INTRODUCTION: From 2011 to 2012, we received an unexpectedly high number of reports of suppurative lymphadenitis following administration of a BCG vaccine used in our childhood vaccination programme in Singapore. We sought to determine the local incidence rates of BCG-associated suppurative lymphadenitis across the 2009 to 2012 vaccinated cohorts, and to analyse the potential factors contributing to this outbreak.METHODS: Reports of lymphadenitis following BCG vaccination from an AEFI active surveillance system at the KK Women's and Children's Hospital (KKH) and passive surveillance data from other healthcare institutions were reviewed. All valid reports received from January 2009 to December 2013 involving neonates vaccinated with the BCG vaccine in 2009 to 2012 that met case definitions were included in our analysis. Details of the demographics and vaccination history of the child, and statistics from the local vaccination programme were also obtained. Potential contributory factors were selected for further investigation based on a literature review of similar outbreaks overseas.RESULTS: We identified 283 cases of lymphadenitis, of which 76% were suppurative. A spike in suppurative lymphadenitis cases was seen in the 2011 vaccinated cohort, with an incidence rate of 3.16 per 1000 vaccinees, as compared to 0.71 to 0.85 per 1000 in the 2009, 2010 and 2012 cohorts.

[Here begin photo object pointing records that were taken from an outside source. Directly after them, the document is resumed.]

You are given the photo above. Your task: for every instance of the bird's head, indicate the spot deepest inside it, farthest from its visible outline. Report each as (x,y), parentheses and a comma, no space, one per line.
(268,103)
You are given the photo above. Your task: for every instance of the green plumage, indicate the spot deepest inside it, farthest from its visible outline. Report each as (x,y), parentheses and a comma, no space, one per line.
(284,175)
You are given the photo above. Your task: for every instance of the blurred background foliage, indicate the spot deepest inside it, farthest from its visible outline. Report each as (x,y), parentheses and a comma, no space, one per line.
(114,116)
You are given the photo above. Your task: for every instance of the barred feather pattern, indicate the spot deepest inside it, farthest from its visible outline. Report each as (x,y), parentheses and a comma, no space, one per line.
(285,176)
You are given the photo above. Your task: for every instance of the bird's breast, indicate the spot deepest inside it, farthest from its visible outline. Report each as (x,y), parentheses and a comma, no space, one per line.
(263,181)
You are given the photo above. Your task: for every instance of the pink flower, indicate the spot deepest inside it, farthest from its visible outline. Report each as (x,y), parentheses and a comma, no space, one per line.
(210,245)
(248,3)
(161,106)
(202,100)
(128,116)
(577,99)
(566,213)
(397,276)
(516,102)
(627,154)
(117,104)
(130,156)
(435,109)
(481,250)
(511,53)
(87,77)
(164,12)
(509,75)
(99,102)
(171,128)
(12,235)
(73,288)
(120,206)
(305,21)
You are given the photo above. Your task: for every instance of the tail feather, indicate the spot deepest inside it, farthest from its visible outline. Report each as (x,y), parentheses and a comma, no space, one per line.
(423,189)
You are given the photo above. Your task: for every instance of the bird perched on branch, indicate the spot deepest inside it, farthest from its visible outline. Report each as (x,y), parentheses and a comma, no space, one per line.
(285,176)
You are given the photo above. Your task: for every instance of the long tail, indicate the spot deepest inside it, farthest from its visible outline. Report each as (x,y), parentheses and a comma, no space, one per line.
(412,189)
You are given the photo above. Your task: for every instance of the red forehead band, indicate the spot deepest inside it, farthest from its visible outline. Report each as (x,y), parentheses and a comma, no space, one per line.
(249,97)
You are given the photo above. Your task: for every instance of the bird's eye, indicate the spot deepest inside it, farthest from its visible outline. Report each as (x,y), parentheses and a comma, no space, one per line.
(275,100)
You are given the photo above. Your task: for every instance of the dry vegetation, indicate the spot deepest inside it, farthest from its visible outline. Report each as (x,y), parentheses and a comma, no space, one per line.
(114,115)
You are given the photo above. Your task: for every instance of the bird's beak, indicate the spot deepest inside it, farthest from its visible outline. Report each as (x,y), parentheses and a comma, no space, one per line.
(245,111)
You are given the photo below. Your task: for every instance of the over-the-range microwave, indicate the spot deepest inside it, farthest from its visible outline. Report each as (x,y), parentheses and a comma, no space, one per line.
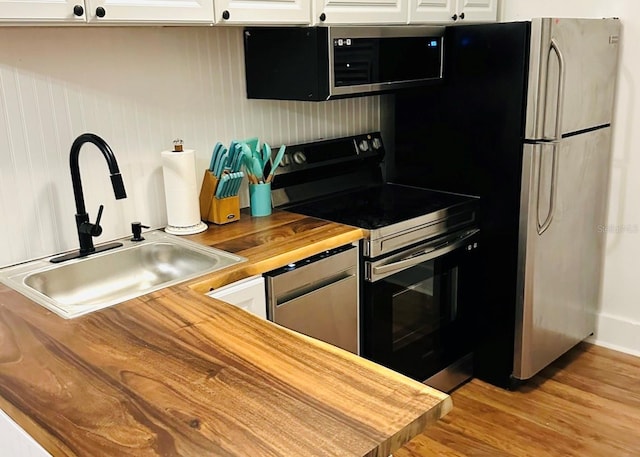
(322,63)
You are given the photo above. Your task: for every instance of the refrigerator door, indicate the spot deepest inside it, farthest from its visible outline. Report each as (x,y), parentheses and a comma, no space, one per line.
(561,247)
(572,74)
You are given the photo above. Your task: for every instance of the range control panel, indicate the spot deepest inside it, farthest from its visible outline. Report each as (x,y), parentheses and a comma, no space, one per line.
(326,152)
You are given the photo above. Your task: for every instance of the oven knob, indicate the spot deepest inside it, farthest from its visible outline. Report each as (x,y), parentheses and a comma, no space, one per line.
(363,145)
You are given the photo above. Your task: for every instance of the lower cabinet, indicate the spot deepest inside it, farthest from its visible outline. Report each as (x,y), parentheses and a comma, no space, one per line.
(248,294)
(16,442)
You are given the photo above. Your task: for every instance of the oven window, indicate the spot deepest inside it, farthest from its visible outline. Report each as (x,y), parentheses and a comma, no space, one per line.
(423,300)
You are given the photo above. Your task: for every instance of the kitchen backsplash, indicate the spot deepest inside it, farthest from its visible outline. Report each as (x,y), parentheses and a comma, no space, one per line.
(139,88)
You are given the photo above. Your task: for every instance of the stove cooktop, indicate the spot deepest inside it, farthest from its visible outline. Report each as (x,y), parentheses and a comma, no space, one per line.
(380,206)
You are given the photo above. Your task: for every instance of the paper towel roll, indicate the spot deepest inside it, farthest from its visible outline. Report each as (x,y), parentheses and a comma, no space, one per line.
(181,192)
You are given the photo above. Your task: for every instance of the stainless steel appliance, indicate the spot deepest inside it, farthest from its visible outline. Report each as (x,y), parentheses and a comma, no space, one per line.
(524,121)
(321,63)
(318,296)
(419,256)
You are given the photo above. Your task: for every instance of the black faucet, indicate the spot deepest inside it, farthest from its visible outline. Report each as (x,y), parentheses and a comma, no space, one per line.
(87,230)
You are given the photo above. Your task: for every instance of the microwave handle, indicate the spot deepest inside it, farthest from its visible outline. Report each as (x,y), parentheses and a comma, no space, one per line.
(428,254)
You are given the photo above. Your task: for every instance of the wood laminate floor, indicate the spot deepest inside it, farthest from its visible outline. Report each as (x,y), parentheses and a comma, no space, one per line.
(585,404)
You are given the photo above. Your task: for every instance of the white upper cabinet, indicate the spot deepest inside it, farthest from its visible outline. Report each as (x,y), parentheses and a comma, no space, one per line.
(360,12)
(149,11)
(452,11)
(107,11)
(262,11)
(477,10)
(42,11)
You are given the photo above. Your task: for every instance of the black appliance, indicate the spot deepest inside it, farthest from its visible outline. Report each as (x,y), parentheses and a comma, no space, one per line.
(321,63)
(418,260)
(522,120)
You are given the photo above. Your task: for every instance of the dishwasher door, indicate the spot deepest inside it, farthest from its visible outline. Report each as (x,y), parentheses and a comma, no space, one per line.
(319,296)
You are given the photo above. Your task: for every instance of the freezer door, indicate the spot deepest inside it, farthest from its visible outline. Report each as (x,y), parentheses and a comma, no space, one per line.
(572,74)
(561,247)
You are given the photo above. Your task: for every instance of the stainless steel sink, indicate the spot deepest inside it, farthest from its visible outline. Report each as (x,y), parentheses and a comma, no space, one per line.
(80,286)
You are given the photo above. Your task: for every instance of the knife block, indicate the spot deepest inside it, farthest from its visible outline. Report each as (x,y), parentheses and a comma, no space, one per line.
(217,210)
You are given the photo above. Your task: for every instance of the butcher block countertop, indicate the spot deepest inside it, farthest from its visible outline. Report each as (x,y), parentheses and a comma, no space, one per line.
(176,373)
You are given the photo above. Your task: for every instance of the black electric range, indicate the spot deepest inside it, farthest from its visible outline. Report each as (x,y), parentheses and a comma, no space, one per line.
(341,180)
(418,261)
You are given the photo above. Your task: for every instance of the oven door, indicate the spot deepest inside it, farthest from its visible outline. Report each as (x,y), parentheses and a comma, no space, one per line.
(416,305)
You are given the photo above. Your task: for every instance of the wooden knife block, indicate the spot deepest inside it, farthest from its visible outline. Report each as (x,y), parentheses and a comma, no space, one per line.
(217,210)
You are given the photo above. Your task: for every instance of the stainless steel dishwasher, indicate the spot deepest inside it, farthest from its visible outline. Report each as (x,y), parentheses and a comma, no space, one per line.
(318,296)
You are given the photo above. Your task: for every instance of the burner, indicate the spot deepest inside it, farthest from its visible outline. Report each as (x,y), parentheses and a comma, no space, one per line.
(379,206)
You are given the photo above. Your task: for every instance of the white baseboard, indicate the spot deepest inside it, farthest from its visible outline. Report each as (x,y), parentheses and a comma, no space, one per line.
(617,333)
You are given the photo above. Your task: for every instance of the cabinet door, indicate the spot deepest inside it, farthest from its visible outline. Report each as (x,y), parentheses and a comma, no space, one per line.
(150,11)
(438,11)
(262,11)
(42,11)
(452,11)
(360,12)
(248,294)
(478,10)
(16,442)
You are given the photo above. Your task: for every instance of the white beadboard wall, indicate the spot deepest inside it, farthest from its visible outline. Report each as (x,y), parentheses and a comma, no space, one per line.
(138,88)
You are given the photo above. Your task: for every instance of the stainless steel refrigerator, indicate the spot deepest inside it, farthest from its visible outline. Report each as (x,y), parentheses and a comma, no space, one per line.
(523,119)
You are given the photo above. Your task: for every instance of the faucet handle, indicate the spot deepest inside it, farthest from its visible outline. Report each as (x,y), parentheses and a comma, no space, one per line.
(96,230)
(136,229)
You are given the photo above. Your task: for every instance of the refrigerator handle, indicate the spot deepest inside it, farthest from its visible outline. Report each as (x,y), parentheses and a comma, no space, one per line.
(542,227)
(561,78)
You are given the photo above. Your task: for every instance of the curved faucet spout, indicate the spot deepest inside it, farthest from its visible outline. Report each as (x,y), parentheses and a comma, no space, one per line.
(87,230)
(116,178)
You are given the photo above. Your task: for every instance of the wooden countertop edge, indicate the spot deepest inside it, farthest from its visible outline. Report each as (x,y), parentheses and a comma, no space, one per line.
(254,267)
(260,262)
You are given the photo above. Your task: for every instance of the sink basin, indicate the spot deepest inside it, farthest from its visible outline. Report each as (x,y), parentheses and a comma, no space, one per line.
(80,286)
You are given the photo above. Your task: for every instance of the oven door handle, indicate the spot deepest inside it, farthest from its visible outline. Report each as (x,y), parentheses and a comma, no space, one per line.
(416,258)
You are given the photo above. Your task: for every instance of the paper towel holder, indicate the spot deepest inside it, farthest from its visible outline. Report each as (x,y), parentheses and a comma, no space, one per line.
(189,229)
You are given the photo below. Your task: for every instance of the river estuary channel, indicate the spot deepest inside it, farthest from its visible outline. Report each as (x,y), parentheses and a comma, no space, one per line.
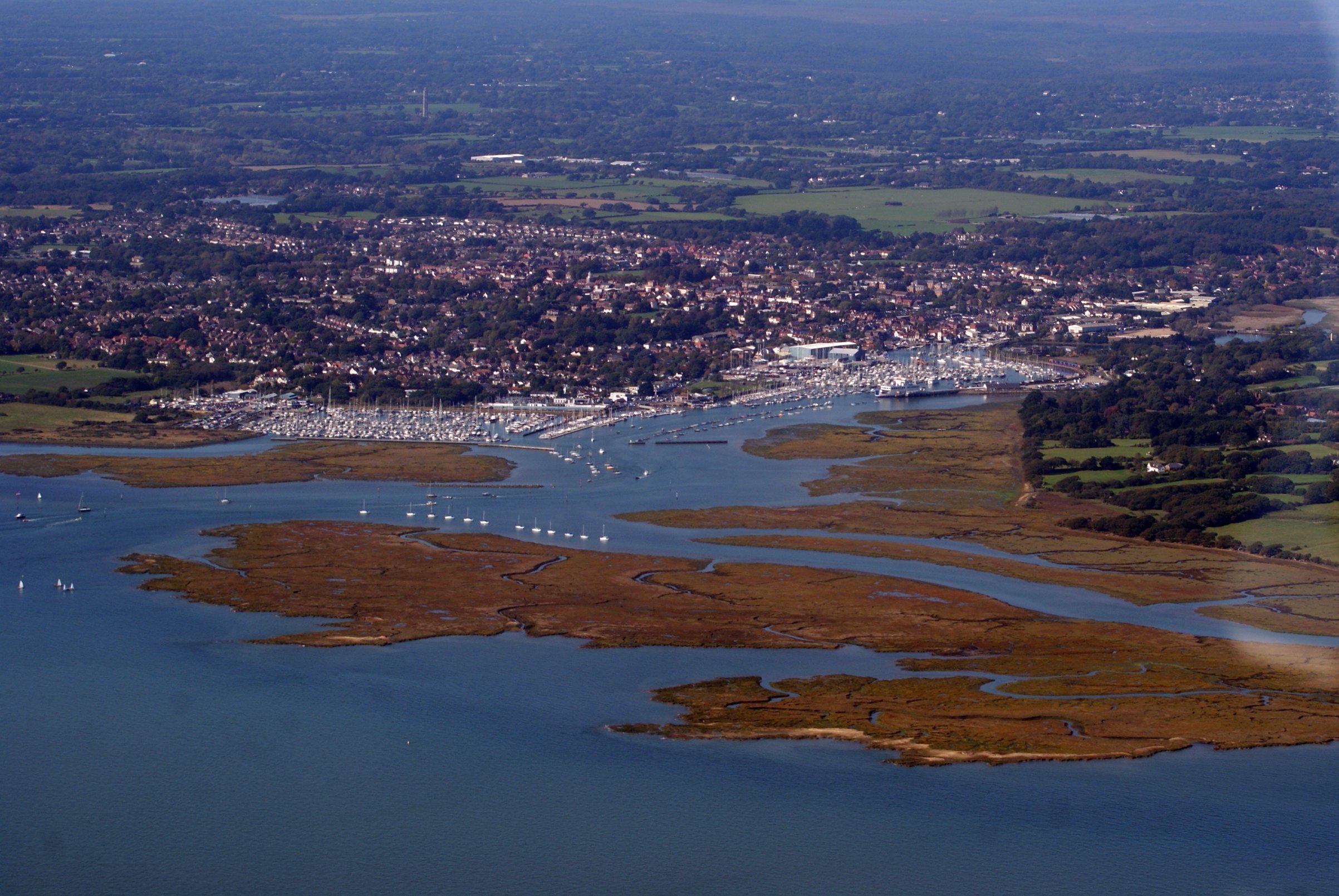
(149,746)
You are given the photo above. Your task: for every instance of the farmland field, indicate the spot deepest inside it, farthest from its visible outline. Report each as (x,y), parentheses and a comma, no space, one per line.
(41,373)
(17,416)
(1172,156)
(1108,175)
(926,211)
(38,211)
(1313,529)
(1251,134)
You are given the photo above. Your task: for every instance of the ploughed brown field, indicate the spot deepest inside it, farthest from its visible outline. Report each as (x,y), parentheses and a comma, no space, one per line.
(1072,689)
(379,461)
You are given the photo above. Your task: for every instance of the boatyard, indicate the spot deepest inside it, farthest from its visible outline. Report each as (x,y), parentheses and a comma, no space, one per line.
(773,390)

Our investigations identified the likely cause of the outbreak to be batch-related, arising from manufacturing issues encountered by the manufacturer, after ruling out vaccine administration-related and host-related factors.CONCLUSIONS: The three-fold spike in BCG-associated suppurative lymphadenitis cases observed in the 2011 vaccinated cohort, possibly due to batch-to-batch variation of the vaccine, highlights that manufacturing controls can continue to be a challenge. Development of a more sensitive assay to test the reactogenicity of the BCG vaccine may help reduce the occurrence of such outbreaks and improve public confidence in the nation's vaccination programme.